Stobo: Trade-offs is exactly right. So what is more important to our society and what are our obligations - global obligations to Paris. You know, if you have a policy objective and you have a regime to get there, that's all well and good but if you don't have a regime to get there, then the policy objective becomes, well, what do we know. And I'm not sure whether politicians are wobbling on the objective, or they really don't want to have the price effects, the cost impacts, walking their way through various purchases of goods and services and so consumers start to see the cost of transition. I don't know which one politicians are concerned about because they're not telling us.

Laws: The six to 26 billion dollars, that Treasury estimate will be the amount of purchasing the overseas credits to deal with our emissions of carbon in New Zealand, is that a total cost or is it an annual cost.

Stobo: That’s just an estimate of failing to get to 2030, with our gross emission target of a reduction of 30%. There is a different net amount, so we're assuming that some of the treatment of the target is met not by us reducing our gross emissions because we may not get there by purchasing compensating European Trading Units.

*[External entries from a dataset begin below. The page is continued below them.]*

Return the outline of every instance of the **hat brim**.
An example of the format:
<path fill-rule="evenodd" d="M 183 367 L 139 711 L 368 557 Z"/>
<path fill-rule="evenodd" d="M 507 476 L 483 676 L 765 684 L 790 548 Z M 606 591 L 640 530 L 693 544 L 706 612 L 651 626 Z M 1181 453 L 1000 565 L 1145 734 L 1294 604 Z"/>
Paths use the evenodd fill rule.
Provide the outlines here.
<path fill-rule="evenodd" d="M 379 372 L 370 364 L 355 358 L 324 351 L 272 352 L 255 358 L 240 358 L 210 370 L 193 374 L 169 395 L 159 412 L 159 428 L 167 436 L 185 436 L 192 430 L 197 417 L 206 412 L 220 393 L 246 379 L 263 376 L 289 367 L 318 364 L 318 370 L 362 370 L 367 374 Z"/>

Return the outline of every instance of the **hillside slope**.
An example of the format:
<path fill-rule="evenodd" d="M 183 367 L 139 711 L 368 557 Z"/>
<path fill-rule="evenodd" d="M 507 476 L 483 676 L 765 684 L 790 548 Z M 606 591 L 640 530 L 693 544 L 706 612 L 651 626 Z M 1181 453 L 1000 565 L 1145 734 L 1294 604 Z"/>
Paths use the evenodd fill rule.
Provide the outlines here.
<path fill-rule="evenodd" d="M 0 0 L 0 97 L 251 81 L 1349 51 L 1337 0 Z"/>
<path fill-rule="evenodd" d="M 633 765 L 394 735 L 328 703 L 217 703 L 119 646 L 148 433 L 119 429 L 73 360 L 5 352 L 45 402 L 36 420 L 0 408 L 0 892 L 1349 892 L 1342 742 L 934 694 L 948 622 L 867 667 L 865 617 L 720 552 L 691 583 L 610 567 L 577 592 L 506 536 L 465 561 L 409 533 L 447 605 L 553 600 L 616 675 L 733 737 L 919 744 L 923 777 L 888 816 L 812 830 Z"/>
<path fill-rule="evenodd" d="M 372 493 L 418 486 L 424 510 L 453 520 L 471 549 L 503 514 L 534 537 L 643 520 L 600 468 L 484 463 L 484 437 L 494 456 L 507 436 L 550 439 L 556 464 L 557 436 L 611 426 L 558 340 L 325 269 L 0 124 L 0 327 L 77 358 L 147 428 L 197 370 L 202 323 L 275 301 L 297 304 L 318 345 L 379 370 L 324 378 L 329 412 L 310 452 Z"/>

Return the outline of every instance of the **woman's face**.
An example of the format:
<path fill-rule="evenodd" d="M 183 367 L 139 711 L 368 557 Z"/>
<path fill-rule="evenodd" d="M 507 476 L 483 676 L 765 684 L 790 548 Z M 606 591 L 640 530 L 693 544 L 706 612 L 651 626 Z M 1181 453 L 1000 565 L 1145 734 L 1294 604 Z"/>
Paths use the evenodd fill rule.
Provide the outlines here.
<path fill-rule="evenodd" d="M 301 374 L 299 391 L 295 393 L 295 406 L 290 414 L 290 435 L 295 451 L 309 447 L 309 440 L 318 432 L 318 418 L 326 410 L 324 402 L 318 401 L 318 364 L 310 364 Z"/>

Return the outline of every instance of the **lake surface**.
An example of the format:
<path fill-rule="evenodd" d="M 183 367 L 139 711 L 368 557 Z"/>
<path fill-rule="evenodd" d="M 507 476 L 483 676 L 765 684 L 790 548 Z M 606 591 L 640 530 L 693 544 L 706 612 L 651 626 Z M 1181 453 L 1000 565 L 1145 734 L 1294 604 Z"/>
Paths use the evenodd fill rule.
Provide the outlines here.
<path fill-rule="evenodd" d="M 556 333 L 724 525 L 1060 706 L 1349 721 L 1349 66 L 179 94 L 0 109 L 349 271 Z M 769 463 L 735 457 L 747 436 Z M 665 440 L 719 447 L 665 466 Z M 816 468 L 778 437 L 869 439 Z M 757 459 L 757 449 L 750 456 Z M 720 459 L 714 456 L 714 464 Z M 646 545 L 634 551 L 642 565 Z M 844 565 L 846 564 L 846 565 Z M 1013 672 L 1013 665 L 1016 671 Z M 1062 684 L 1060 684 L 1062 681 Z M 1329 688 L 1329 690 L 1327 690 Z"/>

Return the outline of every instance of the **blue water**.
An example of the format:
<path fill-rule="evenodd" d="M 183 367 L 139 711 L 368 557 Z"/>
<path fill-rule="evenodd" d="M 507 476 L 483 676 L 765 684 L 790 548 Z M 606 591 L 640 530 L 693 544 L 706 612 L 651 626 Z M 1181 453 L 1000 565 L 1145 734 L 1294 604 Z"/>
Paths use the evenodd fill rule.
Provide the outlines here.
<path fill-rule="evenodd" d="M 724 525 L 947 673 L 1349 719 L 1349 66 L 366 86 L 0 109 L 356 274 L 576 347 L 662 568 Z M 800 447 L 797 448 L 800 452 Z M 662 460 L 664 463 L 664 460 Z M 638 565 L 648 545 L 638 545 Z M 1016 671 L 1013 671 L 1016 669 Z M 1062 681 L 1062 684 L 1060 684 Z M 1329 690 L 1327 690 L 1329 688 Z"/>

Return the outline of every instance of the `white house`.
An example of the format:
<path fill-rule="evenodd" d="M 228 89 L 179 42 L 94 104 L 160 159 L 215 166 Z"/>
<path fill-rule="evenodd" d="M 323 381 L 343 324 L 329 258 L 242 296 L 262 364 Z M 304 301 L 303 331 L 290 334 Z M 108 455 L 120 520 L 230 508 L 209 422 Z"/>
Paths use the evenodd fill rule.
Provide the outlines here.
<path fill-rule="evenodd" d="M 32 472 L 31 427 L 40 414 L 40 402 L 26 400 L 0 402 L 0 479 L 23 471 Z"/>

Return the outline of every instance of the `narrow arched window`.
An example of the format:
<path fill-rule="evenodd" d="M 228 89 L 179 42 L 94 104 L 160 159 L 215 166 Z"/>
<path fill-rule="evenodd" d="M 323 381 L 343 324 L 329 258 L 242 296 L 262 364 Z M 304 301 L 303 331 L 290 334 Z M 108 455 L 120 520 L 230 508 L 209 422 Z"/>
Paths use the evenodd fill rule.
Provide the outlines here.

So if we go faster and get to a 30% gross emission reduction by 2030, that payment won't be made but my thinking is that it gets more and more likely the closer we get to 2030 at our current rate of emission reduction.

Laws: There is a part of me also that goes, because I'm a politician, I wonder if we can negotiate aspects or renegotiate aspects of things that we signed up for, I was thinking particularly of the admission of agricultural issues, for example, because there is a clause that says, if you emit in terms of food production, you can exempt yourself and New Zealand chose not to exempt itself.

Stobo: You're right, under the Paris Agreement there is a clause that says it is not to jeopardize, quote, food security, unquote. So you're right and that is an important card we could play. National is already pushing the introduction of agriculture into the ETS, out by a number of years, so getting time to think about different technologies to improve and meet methane emissions. That is an option but whether the politicians will embrace it or not, I don't know.

Laws: Listen, if he can kick the can further down the road in politics, you do.

Stobo: Well, you'll be closer to responses of politicians than I am. But it does cause issues for us in terms of our global standing in this space

Laws: Does it. Because there must be a lot of other countries which have exempted agricultural emissions from their data counting.

Stobo: We are very different because of 50% of our greenhouse gases (GHG’s) are methane, so we're very different - closer to Ireland, but even Ireland is not as high as we are, so we're very different. The other feature that's different from New Zealand is that with the exception of perhaps China, we are the only country in the world that allows the private sector to offset carbon emissions with forestry. It is an unusual feature of our regime, which is obviously causing us lots of grief in our local communities around afforestation. Whereas in Europe, the concern is deforestation, they are trying to stop afforestation. We are an unusual regime.

Laws: So it's going to require some degree of reform, radical or otherwise anyhow. Is that what you're saying.

Stobo: The scheme has been put in place, it’s been embraced. There are a huge number of New Zealand businesses that are members of the scheme itself or an industrial equivalent stream who are in play now. They have signed up to the system and we just want the government to allow the system to work. No one is disagreeing with the concept of an Emissions Trading Scheme rather than taxing emissions. That's our preferred pathway to 2030, We've embraced it. Let’s get on and finish it.